I have always worked in the nonprofit sector, but I found my calling 14 years ago when I began as the Executive Director of Child Care Aware® of Minnesota. Formerly the Minnesota Child Care Resource and Referral Network, Child Care Aware® of Minnesota serves as the backbone to 14 agencies that support child care providers, families, and children in Minnesota. We are a statewide system of agencies that have helped more than 600,000 families find quality child care and have supported the professional growth of more than 100,000 child care professionals.
The biggest change to the child care field that I’ve seen over the years is the heightened awareness of the importance of child care. When I began, there was barely any focus on child care and early education issues at the state level and funds were often cut.
Now we have grown to a place where child care and early education has become a core focus. Recently Minnesota’s governor, House, and Senate had sessions to specifically discuss funding early education because they ran out of time during the general session. The disagreements during the session was not about if it was important to invest in child care and early education but how to best fund child care and early education. Never in our lives have we seen this issue become so important that a special session had to be called. People may disagree about what the most effective approach is for funding child care, but its importance is no longer up for debate.
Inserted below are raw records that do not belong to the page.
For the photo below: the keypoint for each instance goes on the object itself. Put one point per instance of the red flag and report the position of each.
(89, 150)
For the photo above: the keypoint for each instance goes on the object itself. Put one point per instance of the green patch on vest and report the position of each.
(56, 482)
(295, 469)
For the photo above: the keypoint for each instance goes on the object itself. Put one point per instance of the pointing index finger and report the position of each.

As a state, we are still trying to figure out how to fit child care into the bigger pre-Kindergarten discussion. Child Care Aware® of Minnesota is working with Child Care Aware® of America to get our leaders to understand that child care is synonymous with pre-kindergarten. Pre-kindergarten is for any child under the age of five. The other big nut we are working to crack is fair compensation for teachers and child care providers.
We have come a long way in building constructs and measures within the child care system. We know what makes a quality program. The issues now are about accessibility and affordability because the vast majority of children who need quality child care can’t afford to have it. We know child care is a great investment. According to researchers, quality child care has an 8:1 return on investment. We know that quality child care is good for the economy. Parents need good child care programs for their children so they can focus on their jobs instead of worrying about the safety of their children when they are at work.
Ann McCully is the Executive Director of Child Care Aware® of Minnesota.